只片刻功夫,护送而来的春家人便走得干干净净,只叫人看得大跌眼镜。
“有趣。”西方高楼上有人突然说了这么两个字,五隐像是没有听到一样,径自往府内走去。
钟夫人双眼通红地看着五隐,似乎悲愤至极,然五隐并看不到,她接过喜婆递过来的红绸,跟着她进去了。
他们一路往内走去。
钟家乃是大族,亲朋好友众多,如今也算是高朋满座。
可成亲这样的大喜事,除了满府乱飘的红绸红纱红灯笼,当真是一点办喜事的样子都没有。
人人都严肃的端着一张脸,活似有人拿剑抵在他们肩上逼他们坐在这里一般。
五隐被引着进了正堂。
这里的气氛更加骇人,浓稠得能让人轻易的感受到他们在恐惧。
喜婆把红绸的另一端递到了另一个人手里,从五隐的角度只能看到一只苍白的手,那只手死死地抓着红绸,几乎要将它勒进掌心里。
有人高声唱到:“一拜天地。”
五隐便被人引着转身,她倒是配合得紧,只红绸另一头的那位不是特别配合,被人一脚踢在腿上,这才跪了,又被人按着头磕下去,这才算完。
方才那人又唱到:“二拜高堂。”
于是五隐又转身,身侧的人这回倒是乖乖跪下了,只是他似乎和那位钟夫人一样,浑身散发着悲愤与不屈。
第三声唱的便是:“夫妻对拜。”
五隐被扶着转身,他们倒是没逼她跪下去,在这一场大戏里,她似乎只是个凑数的,勉强过得去便是了,唯有她对面的那个少年,已被人踢了第二脚,扑通一声跪在了她身前。
一时便有人大声道:“钟家小儿还不快快掀了新娘子的盖头来,这才算是礼成了。”
钟小公子跪着不动,又被人粗暴地拉扯起来,推搡着叫他掀盖头。
满屋子的人却只有那个人一直在说话,其余人像被人点了哑穴,一点声音都没有。
这人恼了,恶声道:“还不热闹起来?今日可是钟小公子大喜的日子,一个个的都哭丧着脸做什么?”
众人依旧不动,沉默地反抗着这场荒唐的喜事。
五隐双眼被挡住,只听得鞭子凌空一响,不知打在了谁的身上,那位钟小公子一抖,立刻便抬了手,那人便哈哈笑起来,说:“这才听话。

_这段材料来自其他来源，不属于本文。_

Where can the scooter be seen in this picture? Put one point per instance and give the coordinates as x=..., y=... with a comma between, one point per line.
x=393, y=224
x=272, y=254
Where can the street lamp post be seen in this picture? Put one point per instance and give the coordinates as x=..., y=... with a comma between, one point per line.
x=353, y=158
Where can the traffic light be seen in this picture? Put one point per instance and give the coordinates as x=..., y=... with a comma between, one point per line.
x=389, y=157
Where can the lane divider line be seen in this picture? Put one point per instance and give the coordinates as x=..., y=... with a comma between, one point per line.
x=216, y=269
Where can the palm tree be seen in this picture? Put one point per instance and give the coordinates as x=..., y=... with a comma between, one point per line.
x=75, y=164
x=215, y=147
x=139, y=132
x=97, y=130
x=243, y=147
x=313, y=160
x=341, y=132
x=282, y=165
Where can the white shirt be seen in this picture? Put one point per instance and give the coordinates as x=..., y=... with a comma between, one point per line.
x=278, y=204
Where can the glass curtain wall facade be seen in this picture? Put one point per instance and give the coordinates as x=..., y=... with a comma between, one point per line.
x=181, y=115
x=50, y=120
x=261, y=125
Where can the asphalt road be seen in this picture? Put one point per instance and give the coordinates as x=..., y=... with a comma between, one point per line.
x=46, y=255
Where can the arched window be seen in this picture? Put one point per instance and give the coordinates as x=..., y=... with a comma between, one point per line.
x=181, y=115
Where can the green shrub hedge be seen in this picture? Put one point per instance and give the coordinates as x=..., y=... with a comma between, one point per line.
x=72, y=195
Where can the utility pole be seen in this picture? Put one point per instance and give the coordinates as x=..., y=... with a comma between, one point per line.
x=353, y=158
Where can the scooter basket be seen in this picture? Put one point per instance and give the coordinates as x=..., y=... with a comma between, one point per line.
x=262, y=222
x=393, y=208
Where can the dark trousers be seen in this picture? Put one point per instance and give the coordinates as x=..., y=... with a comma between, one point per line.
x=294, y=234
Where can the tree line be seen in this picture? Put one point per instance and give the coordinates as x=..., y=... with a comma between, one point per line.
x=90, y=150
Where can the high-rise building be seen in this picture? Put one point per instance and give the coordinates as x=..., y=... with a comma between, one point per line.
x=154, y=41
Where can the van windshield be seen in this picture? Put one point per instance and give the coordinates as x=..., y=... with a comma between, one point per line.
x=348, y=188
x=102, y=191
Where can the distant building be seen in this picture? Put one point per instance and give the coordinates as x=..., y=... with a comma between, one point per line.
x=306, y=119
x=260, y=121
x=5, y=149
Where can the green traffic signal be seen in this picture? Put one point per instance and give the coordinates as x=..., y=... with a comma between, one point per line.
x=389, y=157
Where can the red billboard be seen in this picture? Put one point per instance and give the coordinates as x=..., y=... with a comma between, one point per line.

”
钟却掌心一片鲜红,和满堂红色混在一处,显得融洽又怪异,那只鲜血淋淋的手抓住五隐红色的盖头,慢慢地将它掀起来。
五隐便看到了这位钟家的小公子,长眉紧皱,好似天塌下来了而他却连抬手撑起来的力气都没有。
五隐最先看到那蹙在一起的眉头,紧接着是他通红的双眼,于是便不再往下看了。
这双眼睛盛放了太多的情绪,五隐看不懂,便一直看着。
钟却轻声道:“抱歉。”
抱歉?五隐愣了一下,想起来他应该是把她当做春让了。
她和春让身形相似,避珠担心盖头吹飞什么的,给她用的凤冠上有一排金珠,挡住了她的脸。
他没认出新娘换了人。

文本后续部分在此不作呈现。